By the way, the last argument is also true for liveness probes. There is a recommendation not to use the statuses of external services for probes. Probes should only check local status. For example, liveness can just check the endpoint without logic like /ping or /info. If they stop responding, it means that something has broken in the service, and this particular instance can’t process incoming requests. Or, such a probe can check the local file, where the service periodically saves the current time. If, during the check, we get an outdated time, it may indicate some kind of deadlock occurring inside the service, and that it has broken at least one periodic process, which means that it could have broken something else as well. Both problems are easily solved by restarting the problematic service.
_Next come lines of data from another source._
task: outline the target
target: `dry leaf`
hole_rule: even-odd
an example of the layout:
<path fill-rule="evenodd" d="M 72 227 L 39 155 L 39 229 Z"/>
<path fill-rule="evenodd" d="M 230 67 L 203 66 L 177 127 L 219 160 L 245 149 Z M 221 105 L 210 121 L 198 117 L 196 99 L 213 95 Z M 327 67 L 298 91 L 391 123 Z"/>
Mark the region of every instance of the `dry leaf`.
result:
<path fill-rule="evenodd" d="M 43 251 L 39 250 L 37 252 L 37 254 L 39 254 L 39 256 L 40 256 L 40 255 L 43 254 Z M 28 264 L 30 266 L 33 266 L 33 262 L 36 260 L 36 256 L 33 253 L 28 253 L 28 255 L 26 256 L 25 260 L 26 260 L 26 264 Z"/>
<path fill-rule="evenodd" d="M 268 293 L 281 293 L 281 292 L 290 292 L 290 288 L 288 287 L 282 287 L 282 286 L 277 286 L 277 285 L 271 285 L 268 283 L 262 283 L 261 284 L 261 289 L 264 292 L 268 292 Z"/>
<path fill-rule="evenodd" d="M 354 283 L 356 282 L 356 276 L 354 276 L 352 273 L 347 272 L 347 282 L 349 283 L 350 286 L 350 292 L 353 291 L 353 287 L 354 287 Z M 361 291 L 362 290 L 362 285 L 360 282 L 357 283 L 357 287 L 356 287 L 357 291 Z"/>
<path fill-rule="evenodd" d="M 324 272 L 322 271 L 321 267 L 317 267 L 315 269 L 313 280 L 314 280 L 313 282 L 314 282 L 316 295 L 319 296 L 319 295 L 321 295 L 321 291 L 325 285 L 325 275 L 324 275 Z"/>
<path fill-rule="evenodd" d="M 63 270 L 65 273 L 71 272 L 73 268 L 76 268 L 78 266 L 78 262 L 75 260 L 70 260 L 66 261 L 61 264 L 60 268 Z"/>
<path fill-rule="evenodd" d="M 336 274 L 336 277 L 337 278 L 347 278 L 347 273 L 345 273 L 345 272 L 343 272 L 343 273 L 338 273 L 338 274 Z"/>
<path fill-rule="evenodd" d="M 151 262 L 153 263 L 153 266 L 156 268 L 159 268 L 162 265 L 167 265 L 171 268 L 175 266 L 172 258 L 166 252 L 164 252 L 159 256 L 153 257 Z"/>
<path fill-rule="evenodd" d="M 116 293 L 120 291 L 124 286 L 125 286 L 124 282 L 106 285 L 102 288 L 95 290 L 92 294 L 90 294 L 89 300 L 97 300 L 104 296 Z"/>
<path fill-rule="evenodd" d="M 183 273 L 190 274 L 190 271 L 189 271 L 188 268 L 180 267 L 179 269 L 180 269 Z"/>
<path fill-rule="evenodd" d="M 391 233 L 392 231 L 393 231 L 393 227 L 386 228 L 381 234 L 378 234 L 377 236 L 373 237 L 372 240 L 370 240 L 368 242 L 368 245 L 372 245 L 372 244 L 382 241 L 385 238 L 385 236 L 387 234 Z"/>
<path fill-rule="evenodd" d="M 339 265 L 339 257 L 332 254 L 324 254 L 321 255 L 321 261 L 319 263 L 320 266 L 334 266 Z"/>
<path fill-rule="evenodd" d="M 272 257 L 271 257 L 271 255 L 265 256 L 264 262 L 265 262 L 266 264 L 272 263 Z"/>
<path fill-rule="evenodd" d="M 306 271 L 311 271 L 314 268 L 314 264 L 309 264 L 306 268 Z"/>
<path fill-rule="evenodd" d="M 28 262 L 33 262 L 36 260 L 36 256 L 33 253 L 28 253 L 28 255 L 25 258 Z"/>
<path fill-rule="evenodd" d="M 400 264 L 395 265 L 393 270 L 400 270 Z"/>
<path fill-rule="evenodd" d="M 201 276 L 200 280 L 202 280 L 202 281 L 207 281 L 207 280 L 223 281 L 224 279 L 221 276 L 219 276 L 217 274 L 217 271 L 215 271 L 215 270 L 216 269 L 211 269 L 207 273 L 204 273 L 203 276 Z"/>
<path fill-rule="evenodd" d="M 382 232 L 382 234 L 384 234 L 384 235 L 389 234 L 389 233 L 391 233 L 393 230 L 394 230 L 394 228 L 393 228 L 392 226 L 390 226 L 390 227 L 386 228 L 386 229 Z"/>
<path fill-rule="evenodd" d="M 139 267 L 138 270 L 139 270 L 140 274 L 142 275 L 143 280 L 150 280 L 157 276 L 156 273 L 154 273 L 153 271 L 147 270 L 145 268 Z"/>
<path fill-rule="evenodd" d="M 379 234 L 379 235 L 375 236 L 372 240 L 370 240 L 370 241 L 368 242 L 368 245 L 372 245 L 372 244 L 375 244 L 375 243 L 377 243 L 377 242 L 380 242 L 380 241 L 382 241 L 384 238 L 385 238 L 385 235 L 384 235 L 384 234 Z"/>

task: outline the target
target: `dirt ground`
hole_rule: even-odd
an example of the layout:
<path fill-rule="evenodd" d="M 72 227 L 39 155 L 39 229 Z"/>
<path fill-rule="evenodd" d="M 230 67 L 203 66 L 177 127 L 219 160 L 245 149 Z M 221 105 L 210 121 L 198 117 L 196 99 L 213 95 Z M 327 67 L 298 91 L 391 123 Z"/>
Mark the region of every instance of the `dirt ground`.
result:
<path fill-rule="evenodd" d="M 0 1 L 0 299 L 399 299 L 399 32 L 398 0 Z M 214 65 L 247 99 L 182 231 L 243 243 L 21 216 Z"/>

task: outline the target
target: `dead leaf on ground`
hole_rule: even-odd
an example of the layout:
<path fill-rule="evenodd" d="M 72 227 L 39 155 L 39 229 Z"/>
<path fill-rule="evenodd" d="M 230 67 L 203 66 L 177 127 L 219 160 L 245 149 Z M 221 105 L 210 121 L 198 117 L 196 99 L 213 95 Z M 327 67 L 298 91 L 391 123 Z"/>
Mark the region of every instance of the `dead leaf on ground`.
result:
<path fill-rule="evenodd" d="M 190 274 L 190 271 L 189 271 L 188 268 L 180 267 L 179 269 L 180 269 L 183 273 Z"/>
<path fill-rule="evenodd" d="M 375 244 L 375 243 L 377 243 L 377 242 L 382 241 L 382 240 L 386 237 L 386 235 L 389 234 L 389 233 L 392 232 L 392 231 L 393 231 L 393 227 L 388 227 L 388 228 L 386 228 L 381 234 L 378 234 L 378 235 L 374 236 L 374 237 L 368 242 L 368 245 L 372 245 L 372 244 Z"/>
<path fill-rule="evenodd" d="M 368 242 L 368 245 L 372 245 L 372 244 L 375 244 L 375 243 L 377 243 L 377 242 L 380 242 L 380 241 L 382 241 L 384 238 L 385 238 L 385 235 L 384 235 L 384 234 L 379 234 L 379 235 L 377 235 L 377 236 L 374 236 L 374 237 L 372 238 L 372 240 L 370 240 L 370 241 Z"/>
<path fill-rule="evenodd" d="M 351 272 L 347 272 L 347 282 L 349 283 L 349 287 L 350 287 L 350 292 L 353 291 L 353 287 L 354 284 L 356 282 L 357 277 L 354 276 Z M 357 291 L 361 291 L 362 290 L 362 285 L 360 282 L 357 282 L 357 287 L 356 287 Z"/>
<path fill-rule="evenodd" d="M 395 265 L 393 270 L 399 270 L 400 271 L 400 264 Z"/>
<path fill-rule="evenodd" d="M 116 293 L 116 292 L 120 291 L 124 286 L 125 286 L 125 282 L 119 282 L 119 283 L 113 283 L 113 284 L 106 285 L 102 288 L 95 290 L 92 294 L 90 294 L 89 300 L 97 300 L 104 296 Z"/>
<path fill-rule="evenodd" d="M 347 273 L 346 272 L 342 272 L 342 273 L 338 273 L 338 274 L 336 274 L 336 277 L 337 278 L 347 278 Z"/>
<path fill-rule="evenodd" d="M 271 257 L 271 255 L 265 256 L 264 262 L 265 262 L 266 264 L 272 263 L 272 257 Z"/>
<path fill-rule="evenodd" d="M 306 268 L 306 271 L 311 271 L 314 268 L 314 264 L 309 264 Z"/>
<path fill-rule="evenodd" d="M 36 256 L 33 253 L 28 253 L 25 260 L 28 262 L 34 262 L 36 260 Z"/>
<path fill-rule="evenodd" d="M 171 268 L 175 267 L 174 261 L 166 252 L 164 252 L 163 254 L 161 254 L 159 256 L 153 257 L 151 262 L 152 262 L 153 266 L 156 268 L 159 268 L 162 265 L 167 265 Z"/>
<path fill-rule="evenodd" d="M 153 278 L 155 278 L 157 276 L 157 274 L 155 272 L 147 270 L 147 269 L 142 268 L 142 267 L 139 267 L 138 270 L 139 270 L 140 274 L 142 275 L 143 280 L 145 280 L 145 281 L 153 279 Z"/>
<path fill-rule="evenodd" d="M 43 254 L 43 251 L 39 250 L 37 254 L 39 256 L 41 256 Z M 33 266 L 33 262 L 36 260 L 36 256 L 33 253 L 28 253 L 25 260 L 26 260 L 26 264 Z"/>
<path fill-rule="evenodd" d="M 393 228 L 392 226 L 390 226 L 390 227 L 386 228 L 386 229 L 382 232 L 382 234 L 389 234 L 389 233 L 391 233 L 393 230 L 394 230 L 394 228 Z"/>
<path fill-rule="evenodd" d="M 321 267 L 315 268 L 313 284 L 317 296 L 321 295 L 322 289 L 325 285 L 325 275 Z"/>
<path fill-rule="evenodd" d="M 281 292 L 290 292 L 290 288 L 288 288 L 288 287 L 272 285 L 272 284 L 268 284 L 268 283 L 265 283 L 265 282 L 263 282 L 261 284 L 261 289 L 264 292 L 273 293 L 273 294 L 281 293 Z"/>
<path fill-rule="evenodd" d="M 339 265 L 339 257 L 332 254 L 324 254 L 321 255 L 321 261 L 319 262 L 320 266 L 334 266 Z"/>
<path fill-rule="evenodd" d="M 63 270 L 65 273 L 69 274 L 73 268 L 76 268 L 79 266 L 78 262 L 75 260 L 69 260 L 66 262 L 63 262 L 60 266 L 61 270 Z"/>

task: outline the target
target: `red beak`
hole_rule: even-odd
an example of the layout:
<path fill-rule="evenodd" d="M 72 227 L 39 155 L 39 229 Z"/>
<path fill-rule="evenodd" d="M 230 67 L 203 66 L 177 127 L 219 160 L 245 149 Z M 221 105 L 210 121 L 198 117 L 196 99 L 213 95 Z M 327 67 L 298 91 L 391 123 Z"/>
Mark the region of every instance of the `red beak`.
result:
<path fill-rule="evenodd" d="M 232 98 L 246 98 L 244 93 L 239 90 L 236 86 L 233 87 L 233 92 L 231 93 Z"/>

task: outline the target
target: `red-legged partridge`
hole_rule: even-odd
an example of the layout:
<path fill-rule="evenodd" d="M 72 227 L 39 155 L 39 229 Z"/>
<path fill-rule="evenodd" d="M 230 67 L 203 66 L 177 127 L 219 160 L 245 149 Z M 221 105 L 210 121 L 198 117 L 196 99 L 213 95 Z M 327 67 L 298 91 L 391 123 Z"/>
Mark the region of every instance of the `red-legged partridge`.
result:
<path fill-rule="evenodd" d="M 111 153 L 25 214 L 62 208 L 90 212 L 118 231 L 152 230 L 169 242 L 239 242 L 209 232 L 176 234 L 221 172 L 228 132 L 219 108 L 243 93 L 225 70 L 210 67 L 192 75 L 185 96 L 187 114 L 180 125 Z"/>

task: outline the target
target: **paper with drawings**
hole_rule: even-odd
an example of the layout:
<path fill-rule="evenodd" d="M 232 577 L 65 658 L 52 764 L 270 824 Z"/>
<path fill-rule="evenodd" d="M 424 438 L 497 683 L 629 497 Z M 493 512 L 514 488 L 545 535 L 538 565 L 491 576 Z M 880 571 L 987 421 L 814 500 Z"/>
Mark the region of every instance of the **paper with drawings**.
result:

The question may arise: what if we put logic inside the service that will answer the question “is there something broken that can be repaired by restarting?” Then you can use a liveness probe for it, and voila! But in fact, if we have this logic, it doesn’t need any help from the orchestrator—it can just terminate the process by calling, let’s say, exit (). As a result, the number of running instances will become less than required, and Kubernetes will bring up a new one. It will be exactly the same as what happens with liveness probes but will require fewer actions and the restart will be faster (no need to wait for the probe to work). This approach improves the overall service resilience because it minimizes the length of time the service remains in a broken state. There are some excellent instructions at RedHat about which probes you need and when you need them. It’s written in English, but the text is understandable, and the pictures are really useful.
This is all great, but what do we get in the end? We have service-health metrics that test external dependencies. And we have just found out that using these metrics as probes is not a good idea. Moreover, the probes themselves are not always good for improving resilience. There may be a situation when the service shows that it is unhealthy, but at the same time, it processes requests as usual. This is all about the frequency of checks (when the database was checked, it was unavailable, but then it became available, and the service status will be updated only after the next check, although thousands of requests can go through the service between checks, and some of them can be processed successfully). So what do we do?
The answer is to use the stability patterns that we mentioned at the beginning of this article. These patterns can help reduce the impact of external dependency problems on the stability of our services.
In the next article, we will examine the application of these patterns on the example and measure the impact of everything that we’ve already discussed on the resilience of services in real tests that you can try on your own.
In the meantime, we await your comments on what we’ve missed and where we were wrong ☺ Thank you for your kind attention, and resilience to everyone!